Crude oil prices rallied by about 2% on Friday morning over mounting fears that it could take weeks to evacuate a stranded giant container ship blocking the Suez Canal.
Data retrieved from Lloyd’s List, a shipping data and news company revealed that the stranded mega-container ship is holding up an estimated $400 million an hour in trade, based on the estimated value of goods that are moved through the Suez Canal daily.
That being said, the black liquid hydrocarbon still heads for a third consecutive weekly decline on growing concerns of the third wave of the COVID-19 crisis.
At the time of writing this report, Brent crude rallied by 1.8%, to trade at $63.04 a barrel after losing about 4% on Thursday.
The major oil benchmark is on track for a moderate weekly loss, following a more than 6% drop in the past week.

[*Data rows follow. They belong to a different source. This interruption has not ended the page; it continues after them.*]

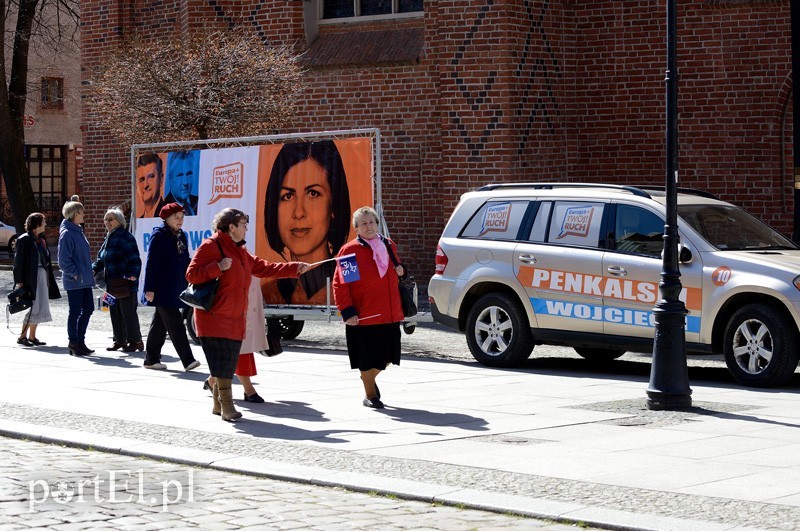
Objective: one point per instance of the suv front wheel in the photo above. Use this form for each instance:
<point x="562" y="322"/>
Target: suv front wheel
<point x="498" y="333"/>
<point x="760" y="346"/>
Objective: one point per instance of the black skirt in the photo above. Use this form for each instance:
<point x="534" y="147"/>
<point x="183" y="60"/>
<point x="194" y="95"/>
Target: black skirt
<point x="222" y="355"/>
<point x="373" y="346"/>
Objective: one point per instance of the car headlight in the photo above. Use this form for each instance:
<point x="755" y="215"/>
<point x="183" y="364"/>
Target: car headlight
<point x="796" y="282"/>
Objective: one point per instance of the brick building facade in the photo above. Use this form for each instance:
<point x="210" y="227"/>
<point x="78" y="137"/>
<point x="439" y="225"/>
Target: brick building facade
<point x="469" y="92"/>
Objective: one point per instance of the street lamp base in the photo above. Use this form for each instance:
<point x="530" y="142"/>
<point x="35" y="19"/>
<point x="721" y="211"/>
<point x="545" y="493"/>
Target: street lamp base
<point x="665" y="402"/>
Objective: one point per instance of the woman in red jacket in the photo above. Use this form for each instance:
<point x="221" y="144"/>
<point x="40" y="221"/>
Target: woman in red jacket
<point x="370" y="306"/>
<point x="222" y="328"/>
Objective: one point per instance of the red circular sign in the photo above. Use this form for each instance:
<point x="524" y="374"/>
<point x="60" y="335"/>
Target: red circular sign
<point x="721" y="275"/>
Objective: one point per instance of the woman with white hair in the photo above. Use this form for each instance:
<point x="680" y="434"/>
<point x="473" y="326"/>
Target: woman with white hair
<point x="119" y="260"/>
<point x="75" y="261"/>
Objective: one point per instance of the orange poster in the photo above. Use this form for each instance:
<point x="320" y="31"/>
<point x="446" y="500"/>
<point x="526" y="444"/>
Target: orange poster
<point x="307" y="192"/>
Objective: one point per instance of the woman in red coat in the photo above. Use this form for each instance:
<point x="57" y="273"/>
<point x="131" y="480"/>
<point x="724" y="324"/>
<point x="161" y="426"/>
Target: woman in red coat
<point x="222" y="328"/>
<point x="370" y="306"/>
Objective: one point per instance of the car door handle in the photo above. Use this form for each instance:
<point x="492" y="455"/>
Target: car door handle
<point x="617" y="271"/>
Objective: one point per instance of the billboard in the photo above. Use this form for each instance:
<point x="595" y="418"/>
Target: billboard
<point x="299" y="196"/>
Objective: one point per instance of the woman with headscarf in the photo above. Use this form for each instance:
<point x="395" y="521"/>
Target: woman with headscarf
<point x="370" y="305"/>
<point x="33" y="270"/>
<point x="119" y="261"/>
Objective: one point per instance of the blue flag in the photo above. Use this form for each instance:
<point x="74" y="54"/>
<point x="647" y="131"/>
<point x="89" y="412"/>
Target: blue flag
<point x="349" y="267"/>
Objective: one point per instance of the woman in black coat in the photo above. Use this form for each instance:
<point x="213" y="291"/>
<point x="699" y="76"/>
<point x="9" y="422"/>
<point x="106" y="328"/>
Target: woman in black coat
<point x="33" y="271"/>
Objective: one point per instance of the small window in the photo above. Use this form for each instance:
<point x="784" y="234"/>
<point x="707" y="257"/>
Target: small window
<point x="576" y="223"/>
<point x="638" y="231"/>
<point x="539" y="228"/>
<point x="333" y="9"/>
<point x="497" y="220"/>
<point x="52" y="93"/>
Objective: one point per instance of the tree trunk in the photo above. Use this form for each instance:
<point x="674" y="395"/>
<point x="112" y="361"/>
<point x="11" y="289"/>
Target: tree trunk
<point x="13" y="96"/>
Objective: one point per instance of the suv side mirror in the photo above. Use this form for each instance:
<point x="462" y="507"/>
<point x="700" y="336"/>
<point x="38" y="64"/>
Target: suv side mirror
<point x="685" y="255"/>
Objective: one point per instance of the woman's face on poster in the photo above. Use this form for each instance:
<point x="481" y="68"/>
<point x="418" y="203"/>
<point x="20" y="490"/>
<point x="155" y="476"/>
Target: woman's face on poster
<point x="304" y="209"/>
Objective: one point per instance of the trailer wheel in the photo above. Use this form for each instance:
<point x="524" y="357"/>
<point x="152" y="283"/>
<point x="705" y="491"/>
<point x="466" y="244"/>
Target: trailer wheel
<point x="287" y="327"/>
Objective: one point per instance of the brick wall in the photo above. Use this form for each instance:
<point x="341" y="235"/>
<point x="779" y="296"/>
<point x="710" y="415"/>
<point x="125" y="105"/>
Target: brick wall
<point x="522" y="90"/>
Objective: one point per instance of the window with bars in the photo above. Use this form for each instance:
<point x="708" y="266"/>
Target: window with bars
<point x="332" y="9"/>
<point x="52" y="93"/>
<point x="47" y="166"/>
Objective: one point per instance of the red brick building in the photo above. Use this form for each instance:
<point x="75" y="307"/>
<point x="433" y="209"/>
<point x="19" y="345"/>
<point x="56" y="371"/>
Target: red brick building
<point x="469" y="92"/>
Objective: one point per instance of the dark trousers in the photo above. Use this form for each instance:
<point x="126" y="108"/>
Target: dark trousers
<point x="167" y="321"/>
<point x="125" y="321"/>
<point x="81" y="306"/>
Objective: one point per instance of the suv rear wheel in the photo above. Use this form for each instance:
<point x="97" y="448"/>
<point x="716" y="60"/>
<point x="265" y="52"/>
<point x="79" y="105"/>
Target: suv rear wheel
<point x="760" y="346"/>
<point x="498" y="333"/>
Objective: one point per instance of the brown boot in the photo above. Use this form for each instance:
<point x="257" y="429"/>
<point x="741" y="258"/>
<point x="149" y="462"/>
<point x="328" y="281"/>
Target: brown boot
<point x="217" y="409"/>
<point x="225" y="394"/>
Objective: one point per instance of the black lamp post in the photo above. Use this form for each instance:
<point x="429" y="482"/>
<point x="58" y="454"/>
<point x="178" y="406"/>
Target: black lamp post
<point x="669" y="375"/>
<point x="795" y="21"/>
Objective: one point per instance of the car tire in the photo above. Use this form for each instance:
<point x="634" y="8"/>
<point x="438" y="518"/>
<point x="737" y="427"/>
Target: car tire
<point x="760" y="346"/>
<point x="286" y="327"/>
<point x="599" y="355"/>
<point x="498" y="332"/>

Stephen Innes, Chief Global Market Strategist at Axi in a note to Nairametrics highlighted key macros that could weigh on oil prices in the midterm:
“The Suez Canal blockage’s transitory nature gave way to general nervousness around rising COVID -19 cases in Europe, India, and Brazil.
“And with an enduring safe- haven bid under the US dollar continuing to pressure oil prices, eventually, the trap door sprung and triggered a ferocious sell-off.
“And while sentiment was thrown an economic lifeline in the form of quickly repairing US job markets, it did provide a soft bed, but the bearish sentiment seemed to be winning out as the bounce was unconvincing.”
What to expect: Oil pundits anticipate that the reimposition of lockdowns in Europe would weigh more on oil prices as the resurgence of COVID-19 in hotspots worldwide does little to improve the prospect of regional travel and leisure sectors.